4 min read

Don't blame the model for your layoffs

AI didn't fire anyone — leaders did. Hiding a business decision behind the model disrespects the people leaving and quietly destroys the trust the survivors need to actually ship good AI products.

Another week, another CEO blog post about how AI is the reason a few hundred people no longer have jobs. The framing is everywhere now: “AI made us more efficient,” “we're reshaping the org around AI,” “these roles are being automated.” It's dishonest, it's disrespectful, and it's a tell that the leader doesn't actually understand the tool they're hiding behind.

AI didn't fire anyone. You did.

The grammatical trick in every one of these announcements is the same: AI becomes the subject of the sentence. “AI is replacing roles.” “AI allowed us to reduce headcount.” The model didn't walk into a room and decide a P&L target. A human did. Naming the model instead of the decision launders a hard call into an inevitability.

The honest version is two sentences. We over-hired between 2021 and 2023. We're correcting, and we're investing in tooling so the people who stay are more effective. That's a leadership statement. The AI framing is a press release.

It's disrespectful to the people leaving

“Your role was automated” tells a person their seven years of judgment, relationships, and context were a script a model could run. They weren't. They were doing work the company chose not to keep paying for. Those are different sentences and they land differently on a resume, a LinkedIn post, and a kitchen table conversation that night.

It's worse for the people staying

The cost most leaders miss: every survivor of an “AI layoff” now spends part of every week quietly auditing themselves. “Is my function next?” “Should I be using Cursor more visibly?” “Is the new tool actually a timer on my role?” That tax is invisible on the spreadsheet and enormous in the work. Trust is the highest-leverage asset on any team and you just spent a quarter of it for a headline.

The cruel irony: shipping great AI products requires exactly the conditions you just destroyed. Experimentation, a willingness to surface where the model is bad, honest feedback on what to keep doing manually. A scared team doesn't do any of that. They hide.

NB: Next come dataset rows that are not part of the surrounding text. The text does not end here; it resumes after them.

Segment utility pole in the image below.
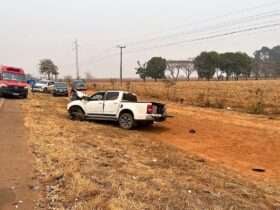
[74,39,80,79]
[117,45,126,87]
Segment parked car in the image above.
[0,66,28,98]
[72,80,87,91]
[52,82,69,96]
[32,80,54,93]
[67,91,167,129]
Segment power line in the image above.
[87,0,280,57]
[126,10,280,46]
[90,17,280,62]
[127,23,280,53]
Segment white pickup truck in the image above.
[67,91,166,129]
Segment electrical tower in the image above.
[74,39,80,79]
[117,45,126,86]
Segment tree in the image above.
[219,52,252,80]
[253,47,273,79]
[183,62,195,80]
[194,52,219,80]
[135,61,148,82]
[146,57,167,81]
[39,59,59,80]
[270,46,280,76]
[234,52,253,80]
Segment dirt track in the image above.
[145,105,280,183]
[0,98,36,210]
[20,94,280,210]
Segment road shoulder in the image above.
[0,99,36,210]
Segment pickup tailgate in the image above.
[152,102,165,115]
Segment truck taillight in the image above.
[147,104,153,114]
[0,83,8,88]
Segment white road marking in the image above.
[0,98,4,109]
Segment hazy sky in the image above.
[0,0,280,78]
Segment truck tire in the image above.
[69,106,85,121]
[23,93,28,99]
[119,112,134,130]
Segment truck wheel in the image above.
[23,93,28,99]
[119,113,134,130]
[69,107,85,121]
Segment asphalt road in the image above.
[0,98,36,210]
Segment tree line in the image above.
[136,46,280,80]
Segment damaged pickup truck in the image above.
[67,91,167,129]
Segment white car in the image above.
[32,80,54,93]
[67,91,166,129]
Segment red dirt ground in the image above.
[145,105,280,182]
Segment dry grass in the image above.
[89,80,280,114]
[22,95,280,210]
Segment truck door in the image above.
[104,91,120,116]
[85,92,105,115]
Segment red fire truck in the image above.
[0,66,28,98]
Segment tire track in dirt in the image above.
[0,99,36,210]
[145,105,280,182]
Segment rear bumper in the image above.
[31,87,44,92]
[135,114,167,122]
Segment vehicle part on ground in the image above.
[69,106,85,121]
[119,112,134,130]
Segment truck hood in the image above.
[0,80,27,87]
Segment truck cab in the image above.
[0,66,28,98]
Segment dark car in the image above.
[52,82,69,96]
[72,80,87,91]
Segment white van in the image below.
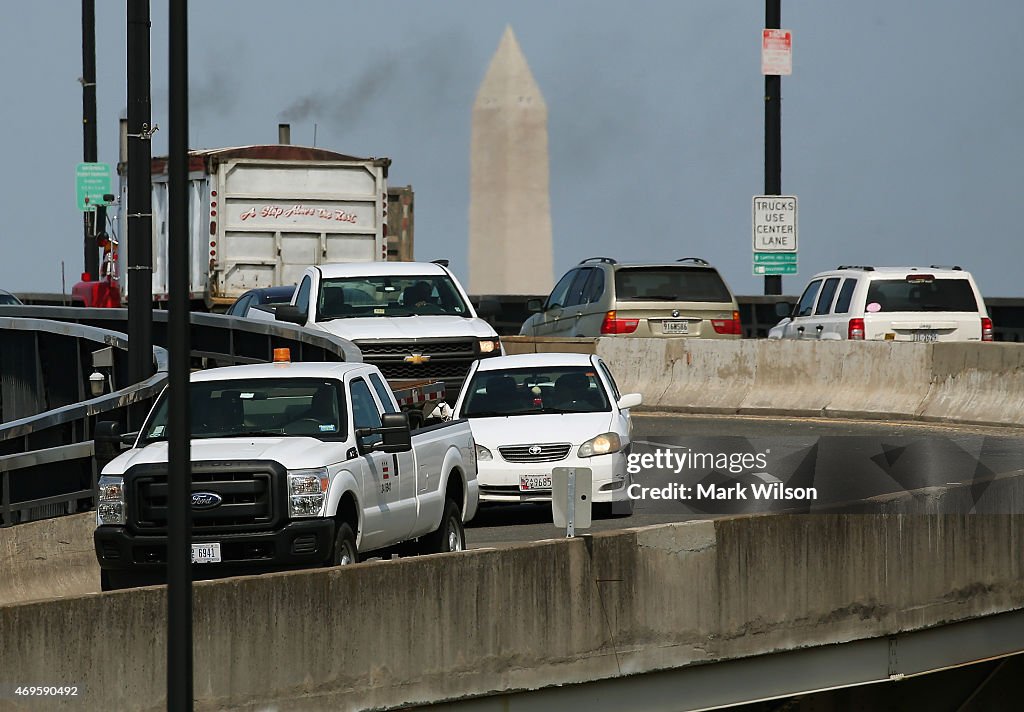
[768,265,992,342]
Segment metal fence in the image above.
[0,306,361,527]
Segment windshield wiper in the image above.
[465,410,534,418]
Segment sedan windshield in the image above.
[462,366,610,418]
[143,378,345,442]
[316,275,470,322]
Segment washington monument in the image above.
[469,27,554,294]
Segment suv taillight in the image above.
[711,311,743,334]
[601,311,640,334]
[846,319,864,341]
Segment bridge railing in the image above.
[0,306,361,527]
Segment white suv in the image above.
[768,265,992,342]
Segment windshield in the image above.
[316,275,470,322]
[142,378,346,442]
[866,276,978,313]
[615,267,732,303]
[462,366,611,418]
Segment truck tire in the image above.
[331,521,359,567]
[420,498,466,554]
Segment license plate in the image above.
[519,474,551,492]
[193,542,220,563]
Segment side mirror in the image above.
[356,413,413,453]
[476,298,502,318]
[615,393,643,411]
[92,420,138,471]
[273,304,306,327]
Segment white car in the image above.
[768,265,992,343]
[454,353,641,513]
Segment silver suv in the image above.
[519,257,742,339]
[768,264,992,342]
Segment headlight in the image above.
[288,467,331,518]
[578,432,623,457]
[96,474,125,527]
[476,339,502,355]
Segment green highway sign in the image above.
[75,163,113,210]
[754,252,797,264]
[754,252,797,277]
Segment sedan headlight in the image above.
[96,474,125,527]
[288,467,331,519]
[578,432,623,457]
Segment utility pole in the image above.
[167,0,194,712]
[125,0,153,425]
[765,0,782,294]
[82,0,98,280]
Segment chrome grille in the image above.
[125,462,284,534]
[498,443,572,462]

What good leaders do instead

  • Own the decision in plain language. “We are reducing headcount because revenue per employee is below where it needs to be. AI is part of how we plan to grow productivity from here, not the reason for the cut.”
  • Separate the two conversations. Layoffs are a business call. AI adoption is a capability call. Conflating them teaches the org that the new tool is a threat, not a lever.
  • Invest in the people who stay. Real time, real training, real permission to try the tools and report back honestly on what works. That's how you actually compound the productivity gain you announced.

The product lens

I run a B2B portfolio. Most of what my team ships in the next two years will involve AI somewhere in the stack. None of it gets better because the team is afraid. It gets better because they trust the company enough to push the model into uncomfortable places, find where it breaks, and tell me. Morale isn't a soft variable here. It's the eval set you ship against.

If you're a leader writing one of these posts, take the AI out of the sentence. If the decision still reads as defensible without the model in the subject line, send it. If it doesn't, you have a different problem than the one you're announcing.

FAQ

Why is framing layoffs as "AI replaced them" a problem?
It launders a leadership decision into an inevitability. AI didn't fire anyone — a human chose a P&L target and a headcount number. Naming the model instead of the decision removes accountability and disrespects the people leaving.
What does an "AI layoff" do to the team that stays?
Every survivor spends part of every week auditing whether their function is next. Trust drops, experimentation drops, honest feedback on AI tools drops — exactly the conditions you need to actually ship AI products well.
How should a leader announce headcount cuts in an AI-heavy strategy?
Separate the two conversations. Own the business decision in plain language. Frame AI as a capability investment for the people who stay, not the reason the others are leaving. Take the model out of the subject line.